De familia pobre, cuando empezó a asistir a la escuela, un día por no dar una lección, el maestro le dio una paliza tan soberana que lo mandó a cama. Entonces los papás lo enviaron a trabajar en el campo y allá pensaba vivir para siempre.

Pero sucedió que un día una bandada de aves espantó a los bueyes que Carlos dirigía cuando estaba arando, y estos arremetieron contra él con gravísimo peligro de matarlo. Cuando sintió que iba a perecer en el accidente, prometió a Dios que si le salvaba la vida se haría religioso. Y milagrosamente quedó ileso, sin ninguna herida.

Entonces otro día al ver pasar por allí unos religiosos franciscanos les pidió que le ayudaran a entrar en su comunidad. Ellos lo invitaron a que fuera a Roma a hablar con el Padre Superior, y con su recomendación se fue allá con tres compañeros más.

El superior para probar si en verdad tenían virtud, los recibió muy ásperamente y les dijo que eran unos haraganes que sólo buscaban conseguirse el alimento gratuitamente, y los echó para afuera. Pero ellos se pusieron a comentar que su intención era buena y que deberían insistir. Y entraron por otra puerta del convento y volvieron a suplicar al superior que los recibiera. Este, haciéndose el bravo, les dijo que esa noche les permitía dormir allí como limosneros pero que al día siguiente tendrían que irse definitivamente. Los cuatro aceptaron esto con toda humildad, pero al día siguiente en vez de despacharlos les dijeron que ya habían pasado la prueba preparatoria y que quedaban admitidos como aspirantes.

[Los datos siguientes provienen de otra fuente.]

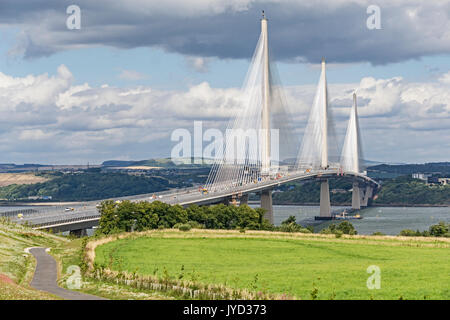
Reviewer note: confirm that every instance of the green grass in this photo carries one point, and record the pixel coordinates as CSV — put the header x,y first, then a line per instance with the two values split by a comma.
x,y
333,268
18,265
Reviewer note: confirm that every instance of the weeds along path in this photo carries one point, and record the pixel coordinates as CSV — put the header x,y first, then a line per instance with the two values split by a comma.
x,y
46,274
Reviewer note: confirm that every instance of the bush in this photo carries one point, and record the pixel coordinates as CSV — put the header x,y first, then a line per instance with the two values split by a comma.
x,y
345,227
410,233
439,230
290,225
338,233
184,227
120,217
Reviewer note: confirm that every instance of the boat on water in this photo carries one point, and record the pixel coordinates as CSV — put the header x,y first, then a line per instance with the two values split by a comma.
x,y
344,216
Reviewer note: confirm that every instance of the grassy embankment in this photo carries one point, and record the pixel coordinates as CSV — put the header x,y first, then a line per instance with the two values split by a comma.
x,y
16,266
302,265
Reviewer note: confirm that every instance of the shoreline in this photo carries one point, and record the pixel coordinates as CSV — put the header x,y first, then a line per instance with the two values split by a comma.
x,y
252,202
397,205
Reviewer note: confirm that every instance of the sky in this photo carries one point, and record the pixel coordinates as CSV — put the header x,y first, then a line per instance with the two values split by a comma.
x,y
137,70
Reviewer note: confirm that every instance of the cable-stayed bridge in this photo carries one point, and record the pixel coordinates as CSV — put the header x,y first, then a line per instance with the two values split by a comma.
x,y
257,138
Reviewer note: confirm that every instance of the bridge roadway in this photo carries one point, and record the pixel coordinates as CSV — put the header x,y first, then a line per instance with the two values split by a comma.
x,y
85,215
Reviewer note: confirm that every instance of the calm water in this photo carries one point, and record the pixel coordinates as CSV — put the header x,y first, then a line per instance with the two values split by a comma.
x,y
388,220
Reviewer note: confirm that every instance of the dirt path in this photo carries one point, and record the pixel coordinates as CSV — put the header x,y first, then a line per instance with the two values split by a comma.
x,y
45,278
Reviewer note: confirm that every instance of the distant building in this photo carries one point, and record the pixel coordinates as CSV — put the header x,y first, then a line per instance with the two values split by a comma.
x,y
439,181
421,176
334,191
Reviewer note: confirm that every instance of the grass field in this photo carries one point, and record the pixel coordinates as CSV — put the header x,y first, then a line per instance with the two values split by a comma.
x,y
16,266
306,267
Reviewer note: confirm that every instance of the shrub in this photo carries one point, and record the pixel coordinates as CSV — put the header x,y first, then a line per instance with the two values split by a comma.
x,y
184,227
408,233
439,230
345,227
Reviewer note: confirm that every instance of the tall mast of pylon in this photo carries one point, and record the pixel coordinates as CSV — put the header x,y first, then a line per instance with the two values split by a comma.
x,y
265,116
324,161
356,144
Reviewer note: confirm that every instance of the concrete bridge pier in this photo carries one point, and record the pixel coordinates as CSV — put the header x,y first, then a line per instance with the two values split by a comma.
x,y
243,199
266,203
367,195
325,206
356,197
78,233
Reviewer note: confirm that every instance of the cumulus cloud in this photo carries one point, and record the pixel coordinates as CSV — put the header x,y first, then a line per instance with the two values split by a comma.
x,y
50,119
299,30
198,64
131,75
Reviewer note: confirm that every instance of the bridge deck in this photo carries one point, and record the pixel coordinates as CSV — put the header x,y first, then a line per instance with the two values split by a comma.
x,y
86,214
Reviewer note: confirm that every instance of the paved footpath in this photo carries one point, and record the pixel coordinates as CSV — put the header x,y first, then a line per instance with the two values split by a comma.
x,y
45,278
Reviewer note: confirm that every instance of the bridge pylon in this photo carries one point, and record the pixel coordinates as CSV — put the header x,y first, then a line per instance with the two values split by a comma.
x,y
266,204
356,196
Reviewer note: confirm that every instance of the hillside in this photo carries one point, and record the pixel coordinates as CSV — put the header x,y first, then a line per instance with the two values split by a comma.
x,y
16,266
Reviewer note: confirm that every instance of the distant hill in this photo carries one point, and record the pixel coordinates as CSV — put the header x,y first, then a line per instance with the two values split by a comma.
x,y
158,162
439,168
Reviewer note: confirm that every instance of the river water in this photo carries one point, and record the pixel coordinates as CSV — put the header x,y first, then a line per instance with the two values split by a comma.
x,y
388,220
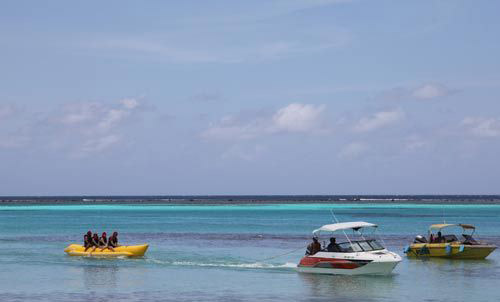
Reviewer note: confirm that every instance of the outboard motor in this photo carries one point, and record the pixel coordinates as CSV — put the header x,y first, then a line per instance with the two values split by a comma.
x,y
420,239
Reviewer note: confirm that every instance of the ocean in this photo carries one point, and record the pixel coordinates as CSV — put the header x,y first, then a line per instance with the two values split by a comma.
x,y
233,248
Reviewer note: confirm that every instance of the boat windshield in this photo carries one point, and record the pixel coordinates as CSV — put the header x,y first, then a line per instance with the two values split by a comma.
x,y
360,246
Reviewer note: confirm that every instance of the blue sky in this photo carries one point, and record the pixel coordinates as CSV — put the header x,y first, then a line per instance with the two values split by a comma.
x,y
249,97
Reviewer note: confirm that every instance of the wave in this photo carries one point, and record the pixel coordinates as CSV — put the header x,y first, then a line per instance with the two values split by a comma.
x,y
254,265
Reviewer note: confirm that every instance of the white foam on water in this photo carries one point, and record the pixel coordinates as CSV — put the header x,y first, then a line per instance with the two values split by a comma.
x,y
255,265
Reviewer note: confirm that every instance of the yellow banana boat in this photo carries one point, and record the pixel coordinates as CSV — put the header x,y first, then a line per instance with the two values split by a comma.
x,y
123,250
449,246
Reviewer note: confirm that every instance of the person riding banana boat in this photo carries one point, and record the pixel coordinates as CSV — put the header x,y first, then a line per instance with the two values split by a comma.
x,y
449,245
96,246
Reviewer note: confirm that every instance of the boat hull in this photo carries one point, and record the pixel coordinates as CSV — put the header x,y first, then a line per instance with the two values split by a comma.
x,y
450,250
121,251
342,264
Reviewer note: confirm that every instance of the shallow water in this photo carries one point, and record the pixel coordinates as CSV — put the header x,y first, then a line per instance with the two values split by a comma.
x,y
213,253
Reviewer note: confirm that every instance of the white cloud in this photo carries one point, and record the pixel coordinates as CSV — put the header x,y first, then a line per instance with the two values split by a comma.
x,y
378,120
6,111
294,118
415,142
299,118
248,153
430,91
482,127
353,150
424,92
98,144
93,127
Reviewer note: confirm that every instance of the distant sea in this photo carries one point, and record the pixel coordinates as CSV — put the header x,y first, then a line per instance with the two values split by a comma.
x,y
234,248
254,199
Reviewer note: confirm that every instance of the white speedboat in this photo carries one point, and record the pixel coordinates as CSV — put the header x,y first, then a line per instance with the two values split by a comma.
x,y
353,257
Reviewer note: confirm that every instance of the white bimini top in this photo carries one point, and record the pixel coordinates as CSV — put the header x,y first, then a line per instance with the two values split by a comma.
x,y
344,226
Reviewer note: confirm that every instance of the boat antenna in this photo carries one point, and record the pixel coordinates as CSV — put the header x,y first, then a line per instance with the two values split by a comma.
x,y
343,231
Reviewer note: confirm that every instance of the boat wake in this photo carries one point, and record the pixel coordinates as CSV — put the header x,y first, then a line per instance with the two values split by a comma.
x,y
254,265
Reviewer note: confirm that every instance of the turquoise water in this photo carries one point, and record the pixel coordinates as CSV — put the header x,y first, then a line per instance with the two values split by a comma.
x,y
213,253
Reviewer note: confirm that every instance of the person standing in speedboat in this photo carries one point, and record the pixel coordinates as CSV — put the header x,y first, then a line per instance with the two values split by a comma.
x,y
333,247
313,247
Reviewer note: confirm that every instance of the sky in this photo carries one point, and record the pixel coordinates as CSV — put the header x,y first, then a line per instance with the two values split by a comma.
x,y
249,97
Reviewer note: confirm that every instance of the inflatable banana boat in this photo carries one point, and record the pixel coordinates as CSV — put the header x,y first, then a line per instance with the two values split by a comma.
x,y
123,251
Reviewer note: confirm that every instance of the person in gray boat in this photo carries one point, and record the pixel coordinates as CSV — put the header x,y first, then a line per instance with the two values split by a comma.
x,y
313,247
333,247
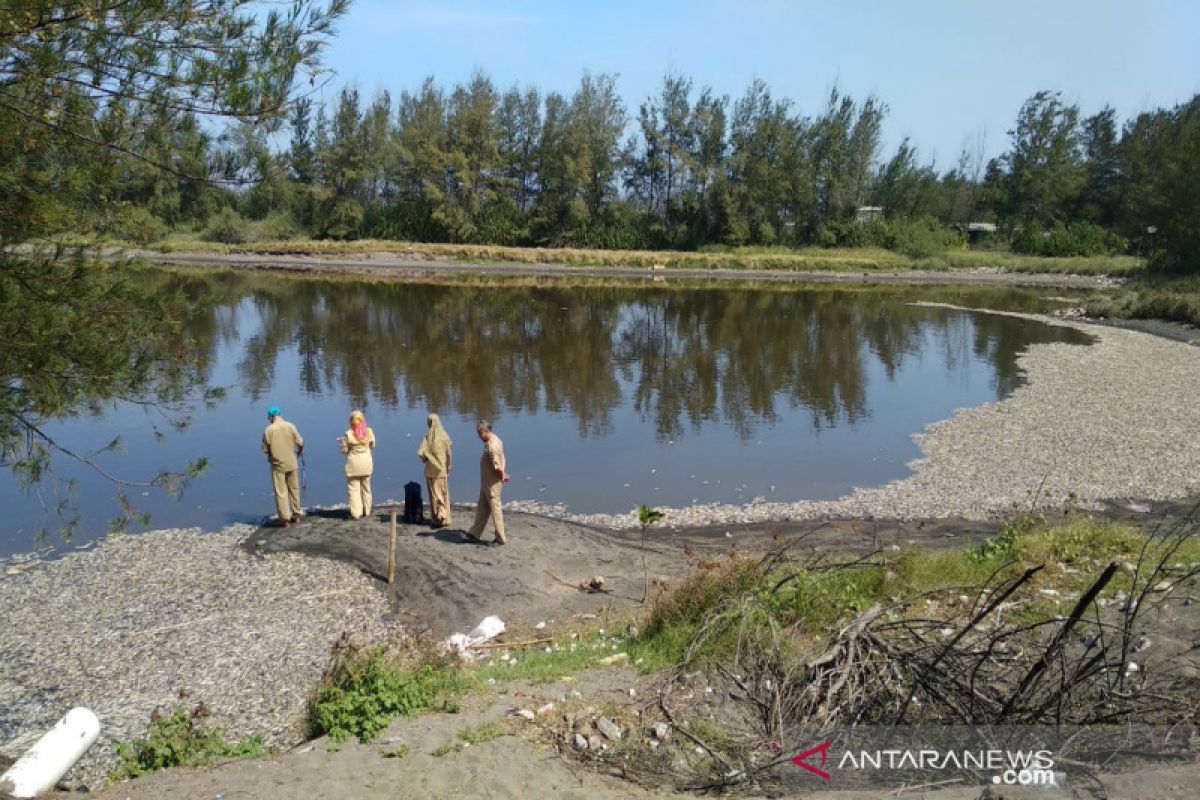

En el noviciado el maestro lo mandó a que sembrara unos repollos, pero con la raíz hacia arriba. Él obedeció prontamente y los repollos retoñaron y crecieron. Después el superior del noviciado empezó a humillarlo y humillarlo. Él aguantaba todo con paciencia, pero al fin viendo que iba a estallar en ira, se fue donde el maestro de novicios a decirle que se volvía otra vez al mundo porque ya no resistía más. El sacerdote le agradeció que le hubiera confiado sus problemas y le arregló su situación y pudo seguir tranquilo hasta ser admitido como franciscano.

Ya religioso, un día entraron a la huerta del convento unos toros bravos que embestían sin compasión a todo fraile que se les presentara. El superior, para probar qué tan obediente era el hermano Carlos, le ordenó: “Vaya, amarre esos toros y sáquelos de aquí”. El se llevó un lazo, les echó la bendición a los feroces animales y todos se dejaron atar de los cachos y lo fueron siguiendo como si fueran mansos bueyes. La gente se quedó admirada ante semejante cambio tan repentino, y consideraron este prodigio como un premio a su obediencia.

Para que no se volviera orgulloso a causa de las cosas buenas que le sucedían, permitió Dios que le sucedieran también cosas muy desagradables. Lo pusieron de cocinero y los platos se le caían de la mano y se le rompían, y esto le ocasionaba tremendos regaños. Una noche dejó el fogón a medio apagar y se quemó la cocina y casi se incendia todo el convento. Entonces fue destituido de su cargo de cocinero y enviado a cultivar la huerta. A un religioso que le preguntaba por qué le sucedían hechos tan desagradables, le respondió: “Los permite Dios para que no me llene de orgullo y me mantenga siempre humilde”.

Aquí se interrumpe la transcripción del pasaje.